Membrane depolarization-induced activation of VGCCs is inherently a positive-feedback process because the Ca²⁺ influx through these channels will itself lead to depolarization and further activation of VGCCs. This process is limited in VSMCs by activation of at least three negative-feedback processes. Membrane depolarization activates K_V channels, and membrane depolarization along with increased [Ca²⁺]_in activates BK_Ca channels. The K⁺ efflux through these two K⁺ channels (which by themselves would cause membrane hyperpolarization) blunts and limits depolarization-induced activation of VGCC (Figure 3; Jackson, 2017, 2020). Additional negative feedback arises from Ca²⁺-dependent inactivation of VGCCs (Shah et al., 2006; Figure 3).

In addition to activating TRPC6 channels, the DAG formed from the activity of PLC along with elevated [Ca²⁺]_in activates protein kinase C (PKC) supporting the increase in tone by increasing the activity of TRPM4 channels (supporting depolarization) and VGCCs (promoting Ca²⁺ influx) while blunting the activity of several K⁺ channels (also supporting membrane depolarization; Jackson, 2020, 2021; Figure 3). The negative feedback involving K_V channels is blunted by Ca²⁺-dependent inhibition of these channels (Gelband et al., 1993; Ishikawa et al., 1993; Gelband and Hume, 1995; Post et al., 1995; Cox and Petrou, 1999; Figure 3). Ca²⁺-dependent activation of the protein phosphatase, calcineurin, inhibits ATP-sensitive K⁺ (K_ATP) channels, limiting their activity and promoting depolarization (Wilson et al., 2000; Figure 3).

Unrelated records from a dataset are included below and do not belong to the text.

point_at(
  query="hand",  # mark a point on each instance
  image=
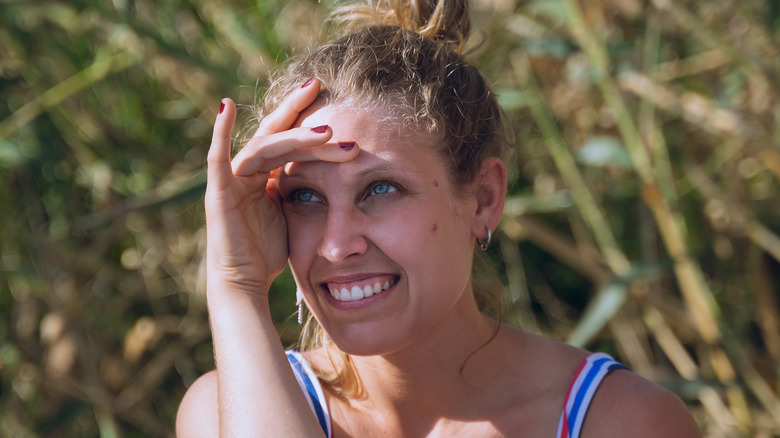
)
(246, 232)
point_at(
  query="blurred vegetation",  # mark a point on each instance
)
(643, 219)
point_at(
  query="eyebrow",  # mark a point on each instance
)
(381, 166)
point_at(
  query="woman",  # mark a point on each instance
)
(375, 173)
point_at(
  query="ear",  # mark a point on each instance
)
(490, 192)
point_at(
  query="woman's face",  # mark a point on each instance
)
(382, 245)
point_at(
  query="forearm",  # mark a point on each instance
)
(258, 393)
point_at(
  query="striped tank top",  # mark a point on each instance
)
(586, 381)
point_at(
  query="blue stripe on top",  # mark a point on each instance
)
(310, 386)
(583, 388)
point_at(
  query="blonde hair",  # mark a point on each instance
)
(405, 59)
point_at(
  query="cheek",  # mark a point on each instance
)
(300, 243)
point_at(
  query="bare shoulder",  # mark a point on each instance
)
(629, 405)
(198, 412)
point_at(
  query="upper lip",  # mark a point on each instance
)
(351, 278)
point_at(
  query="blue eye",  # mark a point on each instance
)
(383, 188)
(305, 196)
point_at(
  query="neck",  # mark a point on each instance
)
(441, 368)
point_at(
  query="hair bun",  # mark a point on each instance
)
(445, 21)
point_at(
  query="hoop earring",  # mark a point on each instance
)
(484, 243)
(299, 303)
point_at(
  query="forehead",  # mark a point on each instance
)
(383, 143)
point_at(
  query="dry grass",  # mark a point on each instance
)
(643, 219)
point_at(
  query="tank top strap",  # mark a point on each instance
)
(311, 388)
(587, 380)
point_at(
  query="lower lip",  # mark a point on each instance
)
(361, 303)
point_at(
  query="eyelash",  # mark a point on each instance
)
(371, 187)
(392, 187)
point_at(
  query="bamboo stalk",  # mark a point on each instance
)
(586, 203)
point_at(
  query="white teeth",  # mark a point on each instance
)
(357, 293)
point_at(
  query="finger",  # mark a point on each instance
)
(287, 113)
(219, 168)
(332, 152)
(261, 150)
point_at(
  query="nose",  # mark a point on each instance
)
(343, 237)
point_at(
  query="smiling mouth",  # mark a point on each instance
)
(362, 289)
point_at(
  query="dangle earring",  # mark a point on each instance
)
(299, 303)
(484, 243)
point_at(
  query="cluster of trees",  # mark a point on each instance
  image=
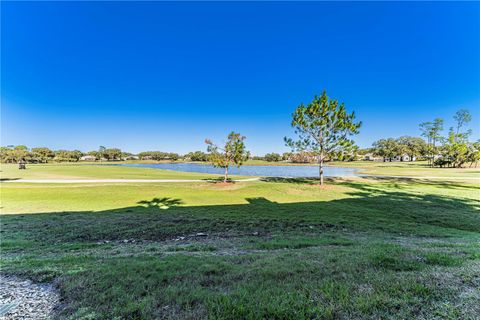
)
(389, 148)
(158, 155)
(196, 156)
(323, 127)
(15, 154)
(455, 149)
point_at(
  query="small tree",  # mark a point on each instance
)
(233, 153)
(275, 157)
(323, 127)
(386, 148)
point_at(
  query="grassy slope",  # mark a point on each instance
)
(285, 249)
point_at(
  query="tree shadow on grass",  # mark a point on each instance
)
(160, 203)
(397, 182)
(364, 209)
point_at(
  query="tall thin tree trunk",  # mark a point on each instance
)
(226, 174)
(320, 169)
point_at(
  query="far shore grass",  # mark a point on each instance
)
(108, 170)
(279, 249)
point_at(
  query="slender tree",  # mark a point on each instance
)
(462, 117)
(232, 153)
(323, 128)
(431, 131)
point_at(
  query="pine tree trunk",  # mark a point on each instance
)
(320, 169)
(226, 174)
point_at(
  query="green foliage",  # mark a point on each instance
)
(67, 156)
(406, 145)
(232, 153)
(386, 148)
(197, 156)
(323, 128)
(158, 155)
(273, 157)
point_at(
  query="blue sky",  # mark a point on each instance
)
(164, 76)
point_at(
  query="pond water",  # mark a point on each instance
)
(262, 171)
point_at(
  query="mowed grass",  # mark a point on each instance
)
(280, 249)
(93, 171)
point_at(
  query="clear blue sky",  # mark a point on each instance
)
(164, 76)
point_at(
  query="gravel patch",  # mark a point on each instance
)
(30, 300)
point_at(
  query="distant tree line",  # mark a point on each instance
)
(388, 149)
(453, 150)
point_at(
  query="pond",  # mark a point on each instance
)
(261, 171)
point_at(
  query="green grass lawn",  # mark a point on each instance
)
(280, 249)
(93, 171)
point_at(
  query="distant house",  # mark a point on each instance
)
(404, 157)
(88, 158)
(372, 157)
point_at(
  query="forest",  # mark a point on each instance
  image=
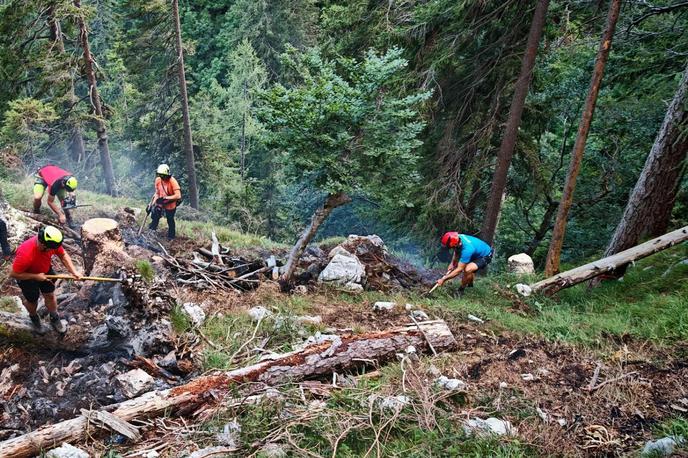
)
(557, 129)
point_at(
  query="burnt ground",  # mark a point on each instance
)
(542, 387)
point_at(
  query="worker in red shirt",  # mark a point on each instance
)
(57, 182)
(167, 195)
(32, 263)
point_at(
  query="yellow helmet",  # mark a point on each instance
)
(71, 183)
(50, 236)
(163, 169)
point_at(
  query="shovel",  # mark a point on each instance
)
(69, 277)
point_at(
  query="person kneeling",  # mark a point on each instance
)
(470, 255)
(32, 263)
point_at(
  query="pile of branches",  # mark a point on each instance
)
(219, 271)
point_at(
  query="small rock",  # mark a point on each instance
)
(308, 319)
(212, 451)
(134, 382)
(66, 451)
(477, 426)
(394, 403)
(380, 306)
(434, 371)
(475, 318)
(230, 434)
(524, 290)
(343, 269)
(353, 287)
(662, 447)
(259, 313)
(195, 312)
(542, 414)
(521, 264)
(169, 361)
(338, 250)
(420, 315)
(273, 451)
(450, 384)
(300, 289)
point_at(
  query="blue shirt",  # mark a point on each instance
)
(473, 248)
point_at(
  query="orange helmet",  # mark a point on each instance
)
(451, 239)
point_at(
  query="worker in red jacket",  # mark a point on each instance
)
(57, 182)
(32, 263)
(167, 195)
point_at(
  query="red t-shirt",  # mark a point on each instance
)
(29, 257)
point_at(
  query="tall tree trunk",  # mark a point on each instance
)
(188, 141)
(554, 253)
(76, 142)
(331, 202)
(506, 150)
(101, 130)
(649, 206)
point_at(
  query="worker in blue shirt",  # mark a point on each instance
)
(470, 255)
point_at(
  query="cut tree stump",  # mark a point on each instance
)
(344, 353)
(104, 252)
(552, 285)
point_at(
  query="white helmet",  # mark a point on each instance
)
(163, 169)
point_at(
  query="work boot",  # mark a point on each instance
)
(57, 323)
(35, 320)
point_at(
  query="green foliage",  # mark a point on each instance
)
(27, 124)
(145, 269)
(179, 319)
(341, 127)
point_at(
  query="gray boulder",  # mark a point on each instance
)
(342, 270)
(521, 264)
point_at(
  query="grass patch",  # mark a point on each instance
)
(145, 269)
(650, 304)
(180, 320)
(8, 304)
(676, 426)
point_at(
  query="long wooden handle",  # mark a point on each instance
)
(69, 277)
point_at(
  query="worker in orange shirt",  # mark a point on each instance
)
(165, 200)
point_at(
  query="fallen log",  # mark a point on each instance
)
(343, 353)
(552, 285)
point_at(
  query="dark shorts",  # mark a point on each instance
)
(482, 262)
(31, 289)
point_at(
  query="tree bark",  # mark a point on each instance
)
(188, 141)
(76, 142)
(333, 201)
(554, 253)
(101, 130)
(649, 206)
(580, 274)
(506, 150)
(316, 360)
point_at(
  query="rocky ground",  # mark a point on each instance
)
(556, 398)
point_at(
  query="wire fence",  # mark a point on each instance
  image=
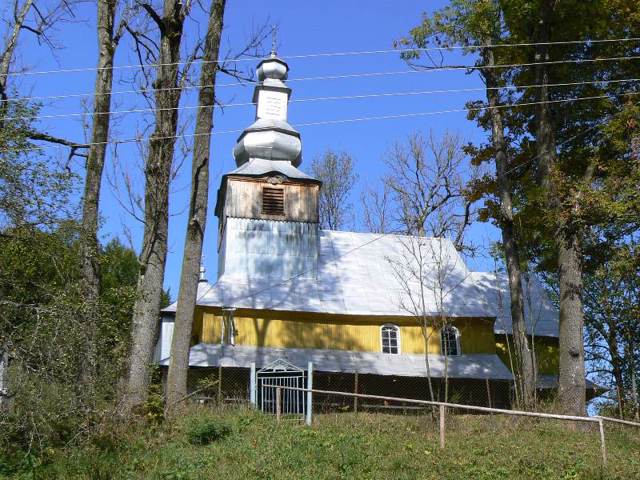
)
(229, 385)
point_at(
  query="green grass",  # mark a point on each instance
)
(345, 445)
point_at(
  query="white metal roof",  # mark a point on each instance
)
(358, 274)
(472, 366)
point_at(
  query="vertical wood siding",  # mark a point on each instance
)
(290, 330)
(244, 200)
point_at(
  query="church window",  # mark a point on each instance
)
(272, 201)
(390, 338)
(450, 340)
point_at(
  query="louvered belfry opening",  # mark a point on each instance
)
(272, 201)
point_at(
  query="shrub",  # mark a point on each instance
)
(206, 431)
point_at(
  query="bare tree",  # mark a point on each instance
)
(170, 24)
(525, 371)
(196, 223)
(20, 15)
(38, 24)
(376, 208)
(427, 190)
(108, 38)
(427, 184)
(572, 382)
(428, 271)
(336, 171)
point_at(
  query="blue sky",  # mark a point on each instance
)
(304, 28)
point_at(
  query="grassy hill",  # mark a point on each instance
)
(241, 444)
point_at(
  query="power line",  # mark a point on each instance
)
(396, 232)
(338, 77)
(360, 119)
(327, 54)
(331, 98)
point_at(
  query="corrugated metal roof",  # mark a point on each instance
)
(472, 366)
(358, 274)
(258, 167)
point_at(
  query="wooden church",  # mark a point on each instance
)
(288, 291)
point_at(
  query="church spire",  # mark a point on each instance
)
(270, 137)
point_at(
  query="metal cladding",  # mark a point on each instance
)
(469, 366)
(354, 274)
(270, 137)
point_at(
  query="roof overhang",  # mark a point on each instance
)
(471, 366)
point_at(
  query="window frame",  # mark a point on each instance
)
(396, 329)
(270, 192)
(456, 332)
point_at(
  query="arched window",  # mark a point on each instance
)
(450, 340)
(390, 338)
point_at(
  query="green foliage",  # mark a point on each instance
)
(41, 325)
(33, 190)
(203, 431)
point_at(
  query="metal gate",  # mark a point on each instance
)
(281, 374)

Stimulation of the mechano-sensors in vascular smooth muscle also activates the small G-protein rhoA, which, in turn, activates rho-kinase (Chennupati et al., 2019; Figure 3). Rho kinase phosphorylates a number of substrates that also support myogenic tone including inhibition of myosin light chain phosphatase (MLCPPT; Cole and Welsh, 2011), stimulation of actin cytoskeleton remodeling that accompanies activation of the contractile machinery (Loirand et al., 2006; Moreno-Dominguez et al., 2013), inhibition of K_V channels as a consequence of actin remodeling (Luykenaar et al., 2009) and increasing the Ca²⁺ sensitivity of TRPM4 channels (Li and Brayden, 2017; Figure 3). Activated PKC also may inhibit MLCPPT through phosphorylation of the inhibitory protein, CPI₁₇ (Cole and Welsh, 2011; Figure 3).

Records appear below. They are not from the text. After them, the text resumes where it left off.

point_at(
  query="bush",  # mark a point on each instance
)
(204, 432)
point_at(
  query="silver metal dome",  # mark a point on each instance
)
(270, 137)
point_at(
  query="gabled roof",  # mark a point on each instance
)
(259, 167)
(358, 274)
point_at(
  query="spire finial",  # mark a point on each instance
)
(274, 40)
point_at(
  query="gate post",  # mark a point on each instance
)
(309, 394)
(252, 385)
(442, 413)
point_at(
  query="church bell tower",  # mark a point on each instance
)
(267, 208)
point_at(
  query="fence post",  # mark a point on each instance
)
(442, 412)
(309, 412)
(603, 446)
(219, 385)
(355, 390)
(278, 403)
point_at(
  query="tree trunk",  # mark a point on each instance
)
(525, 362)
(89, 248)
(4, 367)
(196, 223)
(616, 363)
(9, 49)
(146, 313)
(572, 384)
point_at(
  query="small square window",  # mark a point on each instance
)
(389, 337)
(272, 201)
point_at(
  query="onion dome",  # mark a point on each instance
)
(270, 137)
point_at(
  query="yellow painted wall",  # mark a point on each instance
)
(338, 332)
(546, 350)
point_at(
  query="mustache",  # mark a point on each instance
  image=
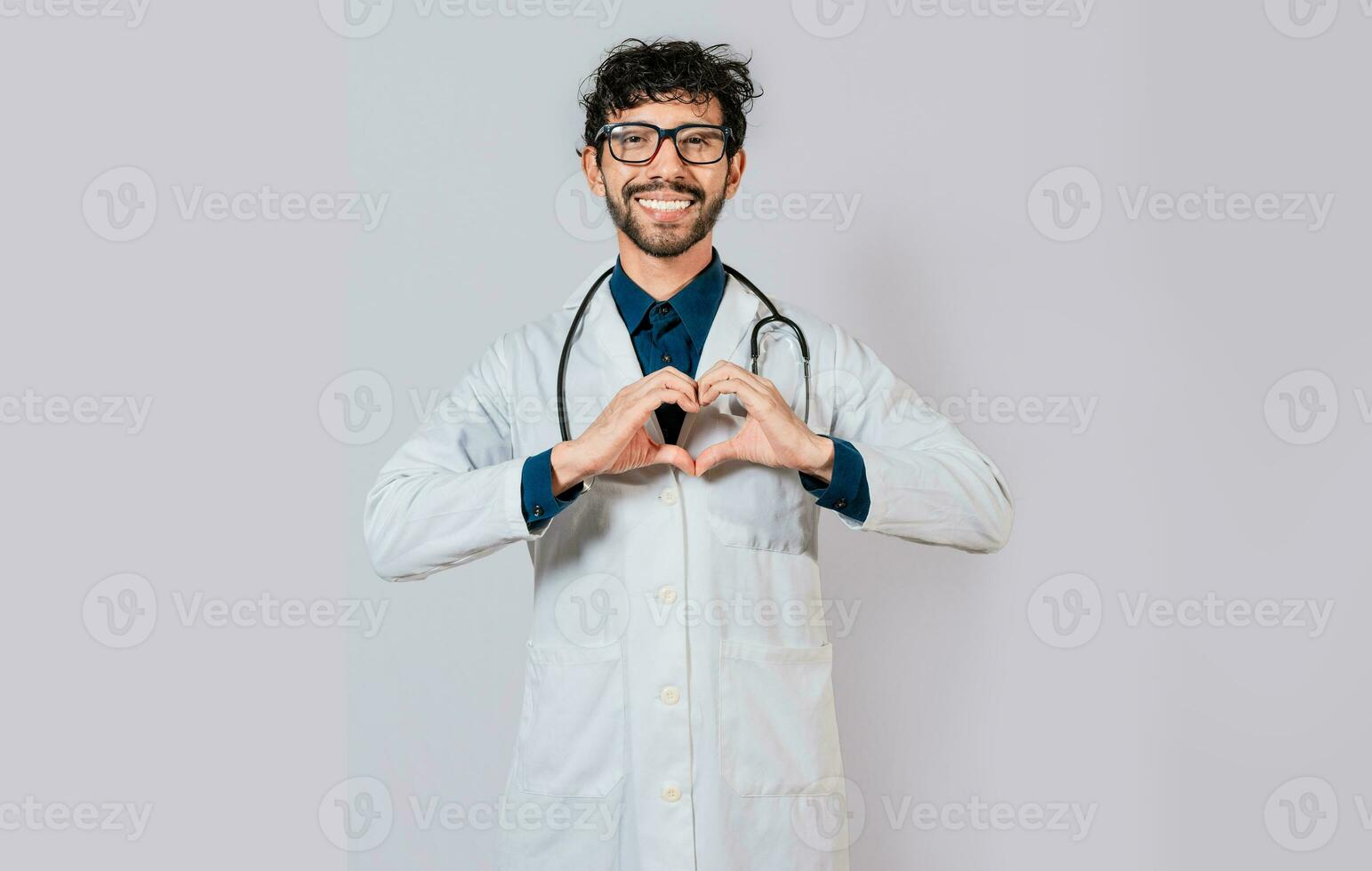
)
(684, 189)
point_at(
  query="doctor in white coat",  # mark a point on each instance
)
(678, 707)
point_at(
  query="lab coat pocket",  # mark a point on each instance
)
(778, 730)
(573, 727)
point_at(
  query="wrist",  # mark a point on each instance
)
(568, 469)
(822, 462)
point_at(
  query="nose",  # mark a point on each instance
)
(667, 164)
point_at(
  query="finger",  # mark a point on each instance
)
(677, 456)
(669, 378)
(752, 396)
(671, 394)
(723, 371)
(715, 454)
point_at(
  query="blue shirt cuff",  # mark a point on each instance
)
(535, 490)
(846, 489)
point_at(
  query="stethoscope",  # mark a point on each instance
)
(752, 348)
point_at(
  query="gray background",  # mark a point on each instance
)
(245, 479)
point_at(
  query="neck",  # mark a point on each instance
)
(663, 276)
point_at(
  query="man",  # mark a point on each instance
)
(678, 699)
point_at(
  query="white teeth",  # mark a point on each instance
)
(666, 204)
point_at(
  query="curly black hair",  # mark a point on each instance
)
(636, 70)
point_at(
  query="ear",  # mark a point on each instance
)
(594, 180)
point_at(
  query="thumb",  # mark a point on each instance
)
(715, 454)
(675, 456)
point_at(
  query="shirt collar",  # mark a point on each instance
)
(694, 303)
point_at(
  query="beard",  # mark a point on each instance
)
(670, 240)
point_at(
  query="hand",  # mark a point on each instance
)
(616, 441)
(771, 434)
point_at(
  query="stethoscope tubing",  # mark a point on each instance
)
(752, 346)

Endothelial cells lining resistance arteries and arterioles play a negative-feedback role, dampening myogenic tone both through the Ca²⁺-dependent production of vasodilator autacoids (PGI₂, NO, EETS, etc.) and by conduction of Ca²⁺-dependent membrane hyperpolarization from the endothelium to overlying VSMCs via MEGJs (Figures 1, 3). Endothelial cells chemically and electrically converse with VSMCs through MEGJs that may form at myoendothelial projections that penetrate holes in the internal elastic lamina and contact the overlying VSMCs. Heterocellular gap junctions (MEGJs) between ECs and VSMCs form and allow small molecules (like IP₃) and ionic currents (including Ca²⁺) to move between the cells. Pressure-induced increases in VSMC [Ca²⁺]_in or IP₃ can pass to endothelial cells leading to EC IP₃R-induced Ca²⁺ signals (Ca²⁺ pulsars and wavelets) that can increase the production of Ca²⁺-dependent EC vasodilator autacoids that feedback to the VSMCs reducing myogenic tone (Figure 3). In addition, increased EC [Ca²⁺]_in will activate EC sK_Ca and IK_Ca channels causing EC membrane hyperpolarization. Myoendothelial gap junctions allow this hyperpolarization to be passed from ECs to VSMCs, producing VSMC hyperpolarization, deactivation of VSMC VGCCs and reduced myogenic tone (Figure 3). Thus, the production of EC autacoids and EC membrane potential are both strongly dependent on the activity of Ca²⁺-dependent ion channels in the endothelium including IP₃Rs, TRPV4 channels, sK_Ca channels and IK_Ca channels (Lemmey et al., 2020).